赫菲斯托斯紧紧盯着那扇门,等待着那个时刻的到来。
终于——
宫殿里传来一声惊呼。
那声音很轻,隔着厚厚的墙壁,几乎听不见。可赫菲斯托斯听到了。
他的眼睛亮了起来。
成功了。
他们触发了机关。
赫菲斯托斯从暗处走出来,向着宫殿内部走去。
脚步很快,一瘸一拐,却带着一种迫不及待的兴奋。
他推开门,穿过走廊,来到那间婚房前。
门虚掩着。
他深吸一口气,然后猛地推开门。
只见房间里,那张巨大的婚床上,阿芙洛狄忒和波塞冬紧紧缠在一起,一张无形的金色巨网笼罩在他们身上,让他们动弹不得。
那些金线细得几乎看不见,却坚韧得无法挣脱。
它们缠绕在两人身上,缠绕在四肢上,缠绕在脖颈上,将两人紧紧捆在一起,捆成一个扭曲的姿势。

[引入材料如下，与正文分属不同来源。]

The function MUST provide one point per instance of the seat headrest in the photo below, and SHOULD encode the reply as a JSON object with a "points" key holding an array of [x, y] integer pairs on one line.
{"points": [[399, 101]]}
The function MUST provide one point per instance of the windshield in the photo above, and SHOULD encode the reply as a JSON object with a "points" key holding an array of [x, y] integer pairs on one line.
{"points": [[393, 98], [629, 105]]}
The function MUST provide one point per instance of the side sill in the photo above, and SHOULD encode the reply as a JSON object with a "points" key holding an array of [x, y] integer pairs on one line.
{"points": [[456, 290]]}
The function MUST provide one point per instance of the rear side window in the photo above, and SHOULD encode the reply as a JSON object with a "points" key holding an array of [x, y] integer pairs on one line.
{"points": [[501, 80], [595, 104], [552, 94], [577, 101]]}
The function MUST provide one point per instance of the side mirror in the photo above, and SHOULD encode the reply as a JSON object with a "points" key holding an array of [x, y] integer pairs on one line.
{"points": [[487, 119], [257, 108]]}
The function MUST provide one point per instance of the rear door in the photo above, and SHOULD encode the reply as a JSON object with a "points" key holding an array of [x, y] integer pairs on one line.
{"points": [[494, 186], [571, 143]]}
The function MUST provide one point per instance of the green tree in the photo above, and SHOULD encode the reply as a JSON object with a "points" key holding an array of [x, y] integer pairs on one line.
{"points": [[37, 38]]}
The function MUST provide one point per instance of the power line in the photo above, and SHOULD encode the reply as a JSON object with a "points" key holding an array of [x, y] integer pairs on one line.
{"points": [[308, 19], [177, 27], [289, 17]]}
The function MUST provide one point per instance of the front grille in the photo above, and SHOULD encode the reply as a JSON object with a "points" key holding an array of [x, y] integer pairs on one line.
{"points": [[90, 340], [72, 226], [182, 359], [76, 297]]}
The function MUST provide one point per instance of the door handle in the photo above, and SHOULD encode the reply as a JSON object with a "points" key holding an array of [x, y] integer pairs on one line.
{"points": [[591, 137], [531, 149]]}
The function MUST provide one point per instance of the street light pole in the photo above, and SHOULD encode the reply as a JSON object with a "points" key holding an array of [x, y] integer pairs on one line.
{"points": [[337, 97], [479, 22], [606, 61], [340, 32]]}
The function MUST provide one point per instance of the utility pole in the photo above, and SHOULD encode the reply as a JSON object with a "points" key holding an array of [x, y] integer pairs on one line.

阿芙洛狄忒的淡紫色长裙被扯得凌乱不堪,露出大片雪白的肌肤。
她的长发散乱,脸上满是惊恐和愤怒,正在奋力挣扎。可那些金线越挣扎越紧,紧紧勒进她的肌肤,在上面留下深深的红痕。
波塞冬同样好不到哪去。
他的深蓝色长袍被撕开,露出结实的胸膛。
他的脸上满是羞怒,正在试图挣断那些金线,可那些金线坚韧得可怕,以他的神力,竟然也无法挣脱。
“放开我们!”阿芙洛狄忒尖声叫道,声音里满是愤怒和恐惧。
波塞冬没有说话,只是用那双充血的眼睛死死盯着赫菲斯托斯。
赫菲斯托斯看着这一幕,心里的快意几乎要溢出来。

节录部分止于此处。